NEWS5 May 2020

ICO outlines contact tracing privacy recommendations

Covid-19 Healthcare Mobile News Privacy Public Sector UK

UK – The Information Commissioner’s Office (ICO) has set out its privacy expectations for Covid-19 contact tracing apps, saying they require a Data Protection Impact Assessment (DPIA) before being deployed.


The data protection regulator is providing oversight of the contact tracing app being developed by the NHS, information commissioner Elizabeth Denham said during a session of the parliament’s human rights committee yesterday ( 4th May).

DPIAs are needed before any contact tracing tools prior to implementation, the ICO said in a document sent to the committee ahead of the session, as the data processing involved is likely to result in a high risk to people’s rights and freedoms.

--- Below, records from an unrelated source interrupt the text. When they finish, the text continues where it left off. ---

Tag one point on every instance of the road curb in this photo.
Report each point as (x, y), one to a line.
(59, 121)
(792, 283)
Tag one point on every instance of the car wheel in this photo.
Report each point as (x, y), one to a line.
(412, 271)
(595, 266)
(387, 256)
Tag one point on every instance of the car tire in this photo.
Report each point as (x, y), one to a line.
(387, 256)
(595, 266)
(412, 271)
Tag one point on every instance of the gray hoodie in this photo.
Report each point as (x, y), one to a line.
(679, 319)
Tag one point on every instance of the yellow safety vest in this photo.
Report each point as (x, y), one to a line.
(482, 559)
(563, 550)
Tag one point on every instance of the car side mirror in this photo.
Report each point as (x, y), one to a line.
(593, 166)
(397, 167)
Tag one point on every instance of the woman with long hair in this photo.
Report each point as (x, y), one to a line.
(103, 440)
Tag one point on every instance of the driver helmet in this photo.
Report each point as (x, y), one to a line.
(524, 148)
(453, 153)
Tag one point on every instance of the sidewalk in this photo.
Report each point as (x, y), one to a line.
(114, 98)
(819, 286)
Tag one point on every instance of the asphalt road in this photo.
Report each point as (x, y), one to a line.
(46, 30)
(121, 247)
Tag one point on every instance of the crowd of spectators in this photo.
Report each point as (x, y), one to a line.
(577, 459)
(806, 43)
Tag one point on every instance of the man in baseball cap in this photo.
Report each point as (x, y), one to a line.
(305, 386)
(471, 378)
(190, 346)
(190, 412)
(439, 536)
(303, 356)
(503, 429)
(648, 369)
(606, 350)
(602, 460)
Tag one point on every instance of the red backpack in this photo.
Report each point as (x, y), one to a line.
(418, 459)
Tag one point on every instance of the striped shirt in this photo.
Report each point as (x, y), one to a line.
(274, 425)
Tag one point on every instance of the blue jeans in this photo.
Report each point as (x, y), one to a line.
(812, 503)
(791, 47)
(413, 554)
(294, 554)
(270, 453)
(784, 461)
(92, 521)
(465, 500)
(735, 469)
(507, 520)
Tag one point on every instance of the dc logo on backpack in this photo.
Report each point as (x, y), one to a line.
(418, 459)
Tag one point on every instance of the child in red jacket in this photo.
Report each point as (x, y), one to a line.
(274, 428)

The app being developed by the NHS’ digital arm, NHSX, is being trialled this week on the Isle of Wight.

During the session, Denham said the ICO had been involved in advising NHSX on the data protection aspects of the app, and NHSX had shared “some technical material” with the ICO. However, she said the regulator had not received the DPIA, which it expects to “critique and comment on”.

The ICO will also monitor public reaction to the app when it is deployed, take complaints and undertake audits and any investigations.

In the best practice document, the ICO recommended that developers of contact tracing tool are transparent about their purpose, design choices and benefits, and ensure they are only collecting the minimum amount of personal data necessary.